Atendimento médico

Médicos indianos travam batalha dramática contra a covid-19

A pandemia deixou evidente as fragilidades estruturais do sistema de saúde da Índia, especialmente nos hospitais públicos mal equipados e com financiamento insuficiente

Agência France-Presse
postado em 02/06/2021 09:48 / atualizado em 02/06/2021 09:49
 (crédito: DIPTENDU DUTTA/AFP)
(crédito: DIPTENDU DUTTA/AFP)

Esgotados por longas jornadas de trabalho, mal remunerados e traumatizados, os médicos indianos que estão na linha de frente da batalha contra a pandemia de covid-19 temem por suas vidas e famílias.

"Estamos sobrecarregados de trabalho, estressados e muito assustados", declarou à AFP Radha Jain, médica de Nova Délhi.

Desde o início de abril, a covid-19 matou pelo menos 165.000 pessoas na Índia, um país de 1,3 bilhão de habitantes, que tem algumas das cidades mais densamente povoadas do mundo.

Mais de 1.200 médicos morreram de covid-19 desde o início da pandemia, 500 deles nos últimos dois meses, de acordo com as estatísticas da Associação Médica da Índia.

Apesar da epidemia ter começado a registrar uma queda, a Índia contabiliza a cada dia mais de 3.000 mortes por causa do coronavírus e o sistema de saúde está em colapso.

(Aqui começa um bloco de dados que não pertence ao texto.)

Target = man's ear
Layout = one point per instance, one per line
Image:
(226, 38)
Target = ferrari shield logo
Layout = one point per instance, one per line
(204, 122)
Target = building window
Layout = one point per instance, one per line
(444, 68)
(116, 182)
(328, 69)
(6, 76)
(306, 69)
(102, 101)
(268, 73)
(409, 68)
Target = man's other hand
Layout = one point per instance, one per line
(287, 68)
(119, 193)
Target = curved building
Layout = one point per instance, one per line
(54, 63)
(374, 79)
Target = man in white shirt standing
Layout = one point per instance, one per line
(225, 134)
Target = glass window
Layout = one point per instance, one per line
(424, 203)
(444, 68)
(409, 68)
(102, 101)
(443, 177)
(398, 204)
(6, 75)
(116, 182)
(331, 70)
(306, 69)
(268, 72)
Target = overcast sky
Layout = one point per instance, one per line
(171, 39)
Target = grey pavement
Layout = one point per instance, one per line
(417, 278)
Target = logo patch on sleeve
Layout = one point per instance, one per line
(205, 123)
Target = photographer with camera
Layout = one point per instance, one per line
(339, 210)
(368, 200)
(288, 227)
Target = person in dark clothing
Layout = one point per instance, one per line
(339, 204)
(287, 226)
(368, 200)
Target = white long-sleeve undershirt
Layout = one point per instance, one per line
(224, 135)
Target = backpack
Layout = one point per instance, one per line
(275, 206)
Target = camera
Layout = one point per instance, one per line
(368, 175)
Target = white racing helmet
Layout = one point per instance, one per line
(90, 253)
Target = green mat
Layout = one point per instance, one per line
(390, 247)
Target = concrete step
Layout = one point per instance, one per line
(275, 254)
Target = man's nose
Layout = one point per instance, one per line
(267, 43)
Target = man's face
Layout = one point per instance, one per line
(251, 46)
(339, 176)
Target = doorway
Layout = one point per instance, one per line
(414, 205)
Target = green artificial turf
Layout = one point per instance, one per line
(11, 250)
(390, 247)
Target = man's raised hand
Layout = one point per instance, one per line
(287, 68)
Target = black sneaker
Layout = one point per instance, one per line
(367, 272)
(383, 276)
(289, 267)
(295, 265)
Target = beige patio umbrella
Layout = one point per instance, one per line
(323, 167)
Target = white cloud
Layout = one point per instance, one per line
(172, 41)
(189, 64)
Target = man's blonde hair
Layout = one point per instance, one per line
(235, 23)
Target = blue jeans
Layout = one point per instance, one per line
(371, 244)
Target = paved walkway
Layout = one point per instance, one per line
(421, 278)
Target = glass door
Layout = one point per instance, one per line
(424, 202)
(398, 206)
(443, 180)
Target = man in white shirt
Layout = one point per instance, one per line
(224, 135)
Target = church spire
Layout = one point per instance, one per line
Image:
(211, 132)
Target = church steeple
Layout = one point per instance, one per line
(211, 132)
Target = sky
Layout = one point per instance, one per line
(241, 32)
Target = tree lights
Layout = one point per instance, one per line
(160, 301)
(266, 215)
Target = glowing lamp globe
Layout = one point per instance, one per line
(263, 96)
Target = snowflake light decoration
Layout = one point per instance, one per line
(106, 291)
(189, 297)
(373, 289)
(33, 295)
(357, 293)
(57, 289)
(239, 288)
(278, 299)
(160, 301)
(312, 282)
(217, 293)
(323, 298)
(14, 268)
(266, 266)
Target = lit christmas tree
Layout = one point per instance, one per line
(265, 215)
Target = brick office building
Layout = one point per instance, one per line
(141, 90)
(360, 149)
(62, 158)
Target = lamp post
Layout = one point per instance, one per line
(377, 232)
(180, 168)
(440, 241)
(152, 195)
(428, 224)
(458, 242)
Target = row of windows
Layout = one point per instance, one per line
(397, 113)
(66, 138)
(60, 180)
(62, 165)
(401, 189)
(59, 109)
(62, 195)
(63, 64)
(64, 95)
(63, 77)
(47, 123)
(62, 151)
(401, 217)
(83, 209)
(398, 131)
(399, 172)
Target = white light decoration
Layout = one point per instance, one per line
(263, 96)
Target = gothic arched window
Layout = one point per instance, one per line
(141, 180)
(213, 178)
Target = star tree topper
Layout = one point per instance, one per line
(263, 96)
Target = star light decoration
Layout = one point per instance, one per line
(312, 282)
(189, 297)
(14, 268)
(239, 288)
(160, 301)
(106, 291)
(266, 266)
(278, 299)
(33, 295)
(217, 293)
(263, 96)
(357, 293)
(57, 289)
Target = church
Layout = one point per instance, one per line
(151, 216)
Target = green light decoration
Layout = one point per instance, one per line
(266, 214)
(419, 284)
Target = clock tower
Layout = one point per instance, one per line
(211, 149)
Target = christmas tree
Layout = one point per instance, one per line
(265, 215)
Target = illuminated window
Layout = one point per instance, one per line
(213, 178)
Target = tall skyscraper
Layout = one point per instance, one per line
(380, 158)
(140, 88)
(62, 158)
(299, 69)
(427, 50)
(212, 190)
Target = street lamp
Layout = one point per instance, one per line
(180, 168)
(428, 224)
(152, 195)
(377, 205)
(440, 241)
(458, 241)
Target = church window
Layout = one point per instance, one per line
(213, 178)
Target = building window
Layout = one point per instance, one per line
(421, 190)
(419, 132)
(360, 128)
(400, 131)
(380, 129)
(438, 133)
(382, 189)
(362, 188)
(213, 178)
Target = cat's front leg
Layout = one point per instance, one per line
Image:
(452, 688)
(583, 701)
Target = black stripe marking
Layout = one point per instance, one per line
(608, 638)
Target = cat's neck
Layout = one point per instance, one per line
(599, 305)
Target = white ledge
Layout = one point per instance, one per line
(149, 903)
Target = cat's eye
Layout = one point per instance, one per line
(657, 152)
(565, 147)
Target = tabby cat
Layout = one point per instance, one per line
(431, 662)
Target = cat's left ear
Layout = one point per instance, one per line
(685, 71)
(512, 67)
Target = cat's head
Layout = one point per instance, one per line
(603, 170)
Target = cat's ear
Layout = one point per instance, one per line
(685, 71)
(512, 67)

O doutor Deependra Garg, que trabalha no subúrbio de Nova Délhi, sofreu uma tragédia em casa. Sua esposa Anubha, de 48 anos, médica e devidamente vacinada, contraiu covid-19 em abril.

Seu estado de saúde piorou e Garg teve que lutar, como tantos outros, para conseguir uma internação, pois todos os hospitais estavam lotados.

"Sem alternativa" 


Finalmente, Anubha foi internada em um hospital a 200 km de sua residência, onde faleceu duas semanas mais tarde, deixando uma filha de 12 anos.

"Estamos na linha de frente 24 horas por dia, sete dias da semana. Estamos expostos a uma alta carga viral, mas temos que continuar trabalhando contra todas as probabilidades porque escolhemos esta profissão. Não temos alternativa", disse o doutor Garg.

A pandemia deixou evidente as fragilidades estruturais do sistema de saúde da Índia, especialmente nos hospitais públicos mal equipados e com financiamento insuficiente.

O governo indiano gasta menos de 2% do PIB no atendimento médico, uma das menores taxas do mundo.

Durante a segunda onda da epidemia, várias notícias rodaram o país sobre hospitais com número insuficiente de funcionários, enfermos jogados no chão, leitos ocupados por vários pacientes e parentes que permaneciam nas unidades sem proteção.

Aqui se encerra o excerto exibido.